Catcher in the Rye:Book Review

It truly is a novel which the youth of any country can relate to in some or the other way, we can greatly empathise with the instances in the novel and is quite appealing to any reader. It was initially published in 1951 by J D Salinger and it is considered to be one of the 100 best novels of the twenty first century by Modern library. It’s young adult fiction and it is said that Salinger was moved by the war and its torment which is reflected in Holden’s character by his loss of hope and faith.

The novel takes you on a ride along with the protagonist of the novel Holden Caulfield who is a 17 year old teenager who drops out from school as he is unable to cope up in the academic area. The only two people whom he was quite close too was his elder brother D.B and his younger sister whose innocence made him develop a soft corner towards her. The setting is the post-world war era and things are not as great as they should be, though freedom is enjoyed by each character. He like many teenagers loses hope in society and is unmotivated to move ahead further in life to fulfil goals.

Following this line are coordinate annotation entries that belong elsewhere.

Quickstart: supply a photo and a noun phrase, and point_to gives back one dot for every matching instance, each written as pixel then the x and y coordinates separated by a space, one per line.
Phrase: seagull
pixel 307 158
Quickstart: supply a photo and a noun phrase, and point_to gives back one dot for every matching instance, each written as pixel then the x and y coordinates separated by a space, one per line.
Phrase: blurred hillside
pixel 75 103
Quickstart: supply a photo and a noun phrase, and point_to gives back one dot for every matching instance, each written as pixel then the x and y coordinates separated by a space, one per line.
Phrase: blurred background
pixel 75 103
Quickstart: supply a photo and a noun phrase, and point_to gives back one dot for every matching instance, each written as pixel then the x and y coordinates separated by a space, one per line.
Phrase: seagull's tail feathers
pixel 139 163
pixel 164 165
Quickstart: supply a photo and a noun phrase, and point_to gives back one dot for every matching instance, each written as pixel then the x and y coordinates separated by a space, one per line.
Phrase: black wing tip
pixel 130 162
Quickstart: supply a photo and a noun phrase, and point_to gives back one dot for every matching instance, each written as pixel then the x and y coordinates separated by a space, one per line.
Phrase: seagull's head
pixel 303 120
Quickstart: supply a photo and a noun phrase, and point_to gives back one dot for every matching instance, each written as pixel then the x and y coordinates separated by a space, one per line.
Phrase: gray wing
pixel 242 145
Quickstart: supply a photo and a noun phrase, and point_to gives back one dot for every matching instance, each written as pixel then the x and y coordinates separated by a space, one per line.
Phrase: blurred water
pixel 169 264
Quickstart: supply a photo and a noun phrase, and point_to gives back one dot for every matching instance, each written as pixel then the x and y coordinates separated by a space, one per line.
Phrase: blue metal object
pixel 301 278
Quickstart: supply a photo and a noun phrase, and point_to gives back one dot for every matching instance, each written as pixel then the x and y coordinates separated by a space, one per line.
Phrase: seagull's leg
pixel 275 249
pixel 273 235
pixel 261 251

He experiences many adventures which gives him a sweet as well as a bitter taste of reality. In the end he just wanted to be himself, unfazed by anything.

One can see the growth and struggle of the character in the novel, be it teenage issues, academics, family issues, health problems and identity & innocence. It’s a ‘coming of the age” novel that is a bildungsroman novel and was also criticised by many after its publication due to certain sensitive content. It was part of the list of the 10 most frequently challenged books.

It’s a novel which will never go unnoticed and will never really grow old, it’s a must read for the youth of the present and the coming generations as it really takes you into a sphere of true reality which will move you.

Many of the themes be it reality, morality, maturity and responsibility or the three hoods (childhood, teenage-hood and adulthood) are very well portrayed in the novel giving it a realistic appeal and one can empathise with the character of the novel and his journey, the use of colloquial language makes it more fascinating.

Holden the protagonist in the novel is shown to be a free bird who goes along with the flow, he is shown to be true to his heart and immediately tries to fulfil his pleasures, it gives a real glimpse of the  American teenage life and the shortcomings which could happened with anybody, some instances might give you the chills some might make you pity his(Holden) poor condition, The novel really attracts the reader to read further it takes you till the end on an adventurous journey filled with ghastly and interesting events

In the end the novel does have a very vague ending and one definitely does not expect that kind of an ending after reading the whole novel, but the novel touches the reader in a way which would make the reader more cautious and precarious and hence it can give you a pang after reading the instances and shocks which Holden goes through at such a young age without being reliable on any person and does offer cues to life learning lessons.